Tacotron-2 GST expected result

Open raymond00000 opened this issue 6 years ago • 1 comments

Hi,

I downloaded the checkpoint from here: https://nvidia.github.io/OpenSeq2Seq/html/speech-synthesis.html#speech-synthesis I followed the tutorial to generate an example audio.

My understanding is that the checkpoint was built by M-AILABS dataset. According to the paper section 7.2 , " to synthesize with a specific speaker’s voice, we can simply feed audio from that speaker as a reference signal.", the GST will become the speaker embedding. So in the inference step, I can supply a new English female audio to clone the speaker's voice.
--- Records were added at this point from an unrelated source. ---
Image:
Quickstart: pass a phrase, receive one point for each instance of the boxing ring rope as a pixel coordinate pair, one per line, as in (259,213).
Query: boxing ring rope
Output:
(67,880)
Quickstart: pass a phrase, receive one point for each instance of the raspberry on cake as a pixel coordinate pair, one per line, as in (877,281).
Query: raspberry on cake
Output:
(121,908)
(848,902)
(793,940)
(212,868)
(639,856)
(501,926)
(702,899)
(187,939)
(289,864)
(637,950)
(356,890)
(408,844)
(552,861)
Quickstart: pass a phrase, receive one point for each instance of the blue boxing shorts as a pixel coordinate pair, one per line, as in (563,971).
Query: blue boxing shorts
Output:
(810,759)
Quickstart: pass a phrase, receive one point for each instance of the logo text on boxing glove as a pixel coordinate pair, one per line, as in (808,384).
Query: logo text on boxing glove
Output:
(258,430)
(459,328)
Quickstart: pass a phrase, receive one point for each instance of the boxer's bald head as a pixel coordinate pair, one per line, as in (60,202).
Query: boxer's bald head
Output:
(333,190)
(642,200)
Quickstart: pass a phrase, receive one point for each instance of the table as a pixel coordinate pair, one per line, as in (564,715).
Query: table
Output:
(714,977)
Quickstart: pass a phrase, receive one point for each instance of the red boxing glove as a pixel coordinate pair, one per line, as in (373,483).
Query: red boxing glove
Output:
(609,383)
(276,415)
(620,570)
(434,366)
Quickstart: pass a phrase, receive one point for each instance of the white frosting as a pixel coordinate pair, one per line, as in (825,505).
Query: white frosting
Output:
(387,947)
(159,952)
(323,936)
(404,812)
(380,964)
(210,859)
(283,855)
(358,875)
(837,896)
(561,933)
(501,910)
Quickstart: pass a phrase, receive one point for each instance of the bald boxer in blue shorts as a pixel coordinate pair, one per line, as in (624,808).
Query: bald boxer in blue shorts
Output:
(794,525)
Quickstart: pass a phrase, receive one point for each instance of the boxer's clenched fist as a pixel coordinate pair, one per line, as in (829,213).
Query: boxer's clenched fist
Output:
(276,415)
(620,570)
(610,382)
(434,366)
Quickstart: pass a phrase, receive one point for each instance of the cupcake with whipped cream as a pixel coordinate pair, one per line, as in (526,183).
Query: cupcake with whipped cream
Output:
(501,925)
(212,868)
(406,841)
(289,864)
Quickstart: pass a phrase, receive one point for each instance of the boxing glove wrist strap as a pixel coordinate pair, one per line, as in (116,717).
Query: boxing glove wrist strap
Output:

Here is my question: (1) Is my understanding correct? (2) I applied an English female audio, but the output is still a male voice.. Is it because the female audio is not seen speaker? (3) What is the difference between the generated "infer_mag.wav" and "infer.wav"?

Thanks!

raymond00000 avatar Oct 04 '19 02:10 raymond00000

  1. Our repo is a re-implementation of the paper so I cannot speak to any claims by the paper. In theory that's how we hope tacotron-2 gst should work. In practice, it is very dependent on your training data.

  2. Yes I highly doubt that our tacotron 2 gst will generalize to speakers outside the training set.

  3. Infer_mag.wav is the griffin-lim reconstruction of the linear/magnitude spectrogram. Infer.wav is the griffin-lim reconstruction of the mel spectrogram which is converted to the linear spectrogram while a matmul with the mel basis. Infer_mag.wav should in general sound better than infer.wav

blisc avatar Oct 22 '19 18:10 blisc